Welsh opinion was flouted when major issues in Wales are decided by English rather than Welsh law. Even the King's ally, Dafydd, in his stronghold at Denbigh, became disillusioned. Indeed, it was Dafydd "the chiefest firebrand in this fatal combustion" as John Speed put it who set in motion the events which led to the virtual extinction of his dynasty.
On Palm Sunday in 1282 Dafydd attacked Hawarden Castle, an act which sparked off revolt in much of Wales. Llywelyn hesitated. Several months went by before he joined the revolt. He did so, perhaps significantly, shortly after Elinor died giving birth to Gwenllian, their only child.
In 1282 Edward, King of England was determined to achieve total victory, although the cost in time, effort and money, undoubtedly caused him dismay. Edward attacked Llywelyn from the South, from the East and from the sea.
The king's supporters had some successes.
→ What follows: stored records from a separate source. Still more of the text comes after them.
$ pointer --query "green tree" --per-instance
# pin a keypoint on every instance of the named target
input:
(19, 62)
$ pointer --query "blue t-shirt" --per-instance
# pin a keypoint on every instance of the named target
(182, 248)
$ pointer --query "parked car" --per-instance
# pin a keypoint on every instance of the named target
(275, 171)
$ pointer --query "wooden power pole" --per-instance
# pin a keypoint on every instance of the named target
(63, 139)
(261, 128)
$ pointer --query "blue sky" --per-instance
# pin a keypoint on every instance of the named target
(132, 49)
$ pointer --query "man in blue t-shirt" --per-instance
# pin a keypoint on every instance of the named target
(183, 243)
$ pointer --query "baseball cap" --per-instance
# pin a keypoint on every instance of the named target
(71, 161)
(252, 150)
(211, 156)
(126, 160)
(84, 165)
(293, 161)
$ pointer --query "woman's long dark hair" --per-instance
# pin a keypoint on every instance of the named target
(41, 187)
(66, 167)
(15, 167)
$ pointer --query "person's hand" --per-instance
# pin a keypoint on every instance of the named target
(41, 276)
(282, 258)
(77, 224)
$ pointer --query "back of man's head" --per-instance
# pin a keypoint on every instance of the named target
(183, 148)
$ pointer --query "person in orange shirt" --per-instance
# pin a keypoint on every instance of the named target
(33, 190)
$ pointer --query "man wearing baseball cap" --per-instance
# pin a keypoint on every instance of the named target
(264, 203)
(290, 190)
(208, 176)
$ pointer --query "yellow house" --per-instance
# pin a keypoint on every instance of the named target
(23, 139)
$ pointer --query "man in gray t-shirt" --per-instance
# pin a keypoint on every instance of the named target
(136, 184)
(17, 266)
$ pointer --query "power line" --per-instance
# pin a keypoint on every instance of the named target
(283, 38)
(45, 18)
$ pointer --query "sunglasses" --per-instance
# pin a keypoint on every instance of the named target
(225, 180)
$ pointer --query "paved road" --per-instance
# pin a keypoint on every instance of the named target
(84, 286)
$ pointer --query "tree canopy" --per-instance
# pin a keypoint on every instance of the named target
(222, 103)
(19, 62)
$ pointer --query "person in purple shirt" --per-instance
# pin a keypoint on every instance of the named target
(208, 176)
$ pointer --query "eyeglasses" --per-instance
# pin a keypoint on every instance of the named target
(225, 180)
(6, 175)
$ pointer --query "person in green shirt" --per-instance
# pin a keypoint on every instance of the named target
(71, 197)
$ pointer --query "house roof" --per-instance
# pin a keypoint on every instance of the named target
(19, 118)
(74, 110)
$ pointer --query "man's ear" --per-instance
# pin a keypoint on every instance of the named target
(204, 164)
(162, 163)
They impeded Edward's advance across the North East; in the Tywi Valley, Llywelyn's southern allies proved effective; his opponents' attempts to cross the Menai Strait on a bridge of boats were disastrous.
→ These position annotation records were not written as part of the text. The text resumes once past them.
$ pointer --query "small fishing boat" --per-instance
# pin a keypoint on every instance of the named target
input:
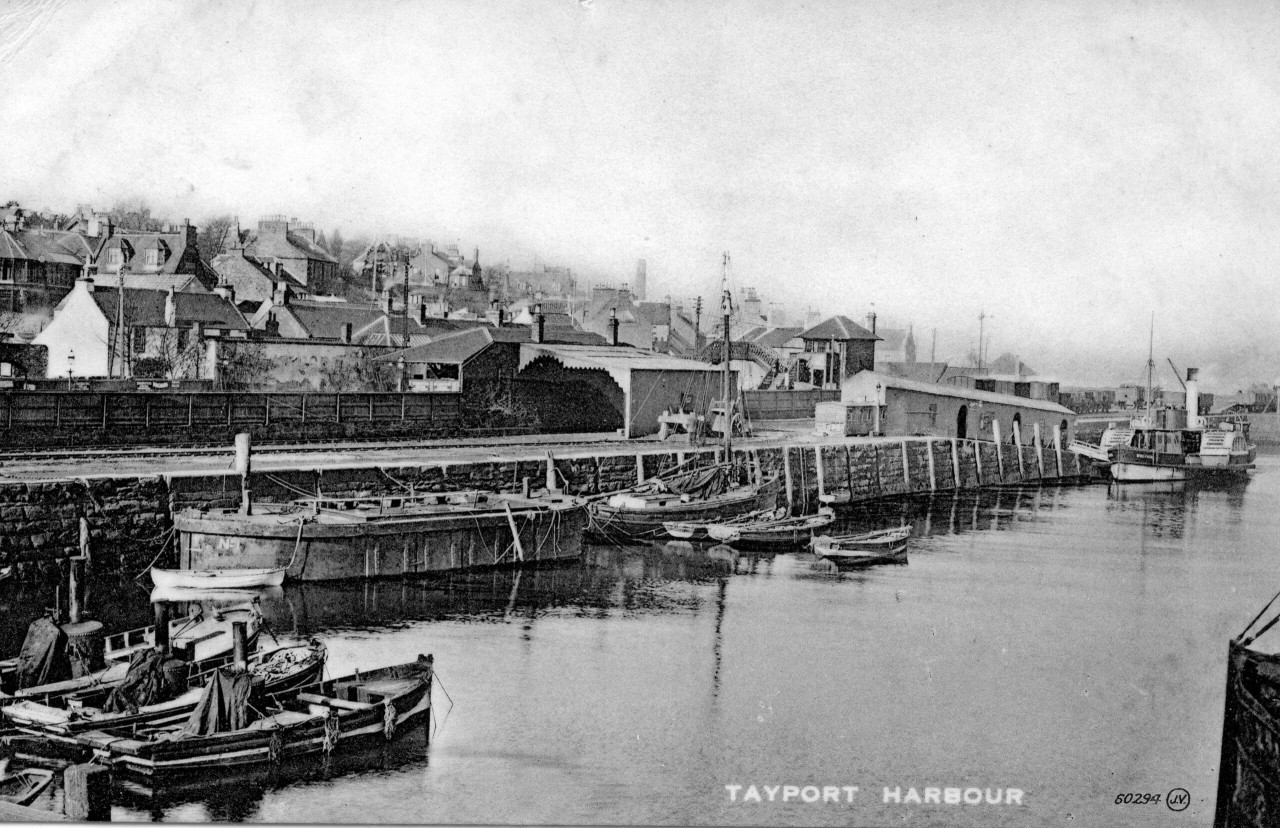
(278, 672)
(216, 579)
(23, 786)
(336, 538)
(222, 735)
(1248, 777)
(887, 545)
(202, 641)
(766, 533)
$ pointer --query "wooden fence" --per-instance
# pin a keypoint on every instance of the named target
(140, 416)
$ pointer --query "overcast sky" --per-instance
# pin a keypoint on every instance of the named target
(1072, 168)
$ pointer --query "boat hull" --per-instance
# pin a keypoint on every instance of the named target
(329, 548)
(164, 760)
(216, 579)
(648, 524)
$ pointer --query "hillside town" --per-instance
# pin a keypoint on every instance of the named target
(122, 300)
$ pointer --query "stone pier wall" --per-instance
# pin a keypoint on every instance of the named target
(131, 518)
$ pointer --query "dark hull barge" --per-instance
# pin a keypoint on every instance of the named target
(336, 716)
(329, 539)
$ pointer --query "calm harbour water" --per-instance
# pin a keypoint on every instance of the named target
(1065, 641)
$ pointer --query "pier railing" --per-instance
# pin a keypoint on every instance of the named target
(87, 417)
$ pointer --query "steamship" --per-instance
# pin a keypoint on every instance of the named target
(1151, 452)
Late in 1282, Llywelyn decided to rouse the men of the middle March, a region always central to his strategy. It was there, at Cilmeri near Builth, that he was killed on 11 December 1282.
Yet the struggle continued. Dafydd assumed the title of Prince of Wales. He was captured at the foot of Cadair Idris on 25 April 1283 and was executed at Shrewsbury.
By 1283, the Wales that had been under native rule was totally subject to the King's authority. Yet this was not true of the March. Its lords were the king's closest allies in the war and therefore could be deprived of their power. Indeed, Edward was obliged to reward his leading supporters by granting them new marcher lordships at Denbigh, Rhuthun, Chirk and Yale.
Most of the conquered territory was divided into six counties: Flint, Anglesey, Caernarfon, Meirionnydd, Cardigan and Carmarthen. In 1301, these counties were granted to the king's heir, Edward, born at Caernarfon in 1283. He was made Prince of Wales; thus Llywelyn's dream of a Welsh principality survived as an adjunct of the crown of England.
Although ruled by the king of England, Wales did not become part of the kingdom of England, nor were its Welsh inhabitants considered to be on the same footing as its English inhabitants with regard to law, taxation and land tenure.
The existence of the principality and the March perpetuated Wales' geographical division, and the king's legal settlement the Statute of Rhuddlan ensured the country also continued to be divided on ethnic grounds.
Llywelyn's daughter Gwenllian was sent to a nunnery, as was Dafydd's daughter Gwladus. Dafydd's sons spent the rest of their life in prison. Of Llywelyn's brothers, only Rhodri survived, and he opted for a quiet life in Surrey.
Remnants of the House of Deheubarth clung on as minor landowners. The same is true of a few of the branches of the ancient ruling families of Glamorgan and Powys Fadog. The most fortunate of the old dynasties was that of Powys Wenwynwyn which became indistinguishable from a family of marcher lords.